Славка – родной младший брат Сашки Коровина. Дома их стояли напротив, через дорогу. Если Сашке было уже чуть за сорок, то Славке – около тридцати пяти. Угрюмый и откровенно злой мужик. Из-за периодических запоев от него ушла жена и теперь он жил двумя жизнями – либо пил, либо уезжал рыбачить на неделю на своём оранжевом ИЖ Юпитер-4, который, говорят, выиграл в лотерею. Мы Славку не любили и боялись и было это взаимно. Мотоцикл с удочками, торчащими из коляски, всегда стоял возле его дома, но ни у кого даже мысли не было не то, что стащить удочку, а просто коснуться мотоцикла. Славка будто караулил и сразу орал с порога, едва мы подходили к Ижаку: "Суки, ноги повыдергаю, пошли отсюдова!" Вплотную мы со Славкой столкнулись всего один раз, но хватило обоим – и мне, и Михе.
На улице, прямо у Сашкиного забора, росла роскошная плакучая ива, и часть её ветвей свешивалась как раз в Сашкин двор. И именно в этих ветках мы с Михой решили сделать штаб, ведь удобнейшее место - вся дорога просматривается, а нас не видно!
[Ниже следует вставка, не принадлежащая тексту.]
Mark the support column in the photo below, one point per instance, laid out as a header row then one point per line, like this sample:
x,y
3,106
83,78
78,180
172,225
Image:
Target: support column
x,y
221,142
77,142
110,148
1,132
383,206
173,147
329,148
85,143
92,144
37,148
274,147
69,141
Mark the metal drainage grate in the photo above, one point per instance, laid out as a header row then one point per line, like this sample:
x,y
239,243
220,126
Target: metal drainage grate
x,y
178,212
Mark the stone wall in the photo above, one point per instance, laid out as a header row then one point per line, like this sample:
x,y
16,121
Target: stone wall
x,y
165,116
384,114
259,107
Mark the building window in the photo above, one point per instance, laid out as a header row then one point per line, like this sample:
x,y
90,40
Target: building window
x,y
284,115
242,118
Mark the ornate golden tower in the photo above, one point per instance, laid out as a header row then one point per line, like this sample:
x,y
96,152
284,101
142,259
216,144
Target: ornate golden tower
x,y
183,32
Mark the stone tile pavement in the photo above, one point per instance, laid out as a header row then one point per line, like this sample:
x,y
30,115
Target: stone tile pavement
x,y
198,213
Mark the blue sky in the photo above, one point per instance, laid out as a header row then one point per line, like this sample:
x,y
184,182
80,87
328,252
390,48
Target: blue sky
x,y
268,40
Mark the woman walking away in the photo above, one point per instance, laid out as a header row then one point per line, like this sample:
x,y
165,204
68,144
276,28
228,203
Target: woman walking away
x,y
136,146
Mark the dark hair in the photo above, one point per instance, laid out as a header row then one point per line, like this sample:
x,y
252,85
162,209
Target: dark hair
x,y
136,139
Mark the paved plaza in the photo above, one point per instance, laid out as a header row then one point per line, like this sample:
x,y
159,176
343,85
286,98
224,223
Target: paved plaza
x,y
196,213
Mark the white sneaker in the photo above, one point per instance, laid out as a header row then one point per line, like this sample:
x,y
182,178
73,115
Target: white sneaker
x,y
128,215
Сидим на подложенных досках в развилке упругих веток и едим жёлтые сладковатые нераспустившиеся серёжки ивы - "бананчики". Жуём, хихикаем, представляем, как Юрка с матерью будут с базара идти, а мы как завоем! А они так и не поймут, откуда это. Весна! Весело! И вдруг:
- Хули вы тут делаете, ублюдки ёбаные?!
Мы с Михой одновременно опустили головы вниз. Славка! Славка стоял прямо под нами, но не мог даже в прыжке дотянуться, а потому шипел, ругался грязно и страшно:
- Пидорюги мелкие! Суки! Вы куда залезли, гондоны? Это ваш двор, что ли, мудилы? Пиздец вам, хуесосы обоссанные, пиздец! Хули вы глазками своими ёбаными хлопаете? Поубиваю вас сейчас, твари ебливые! Суки! – ходил кадык на его небритой шее и мертвенно таращились бледные серые глаза.
Славка наклонился, пошарил в траве, нащупал какой-то камень и резко бросил вверх. Камень громко щёлкнул о доски, в которые мы вцепились побелевшими пальцами. Славка огляделся, прикинул, что можно бросить в нас ещё, но не нашёл. Плюнул и заорал:
- Блядь, тварьё ебаное! Сейчас я топор принесу и ухуярю вас вместе с этим сучьим деревом!
Он развернулся и побежал к мотоциклу. Шутки кончились.
- Миха! Миха, прыгаем, у него в коляске топор есть, точно говорю!
- Куда? Высоко! Ноги переломаем, ты чё?
- Да иначе он нас порубит, тут не сомневайся, давай, я первый, а ты за мной!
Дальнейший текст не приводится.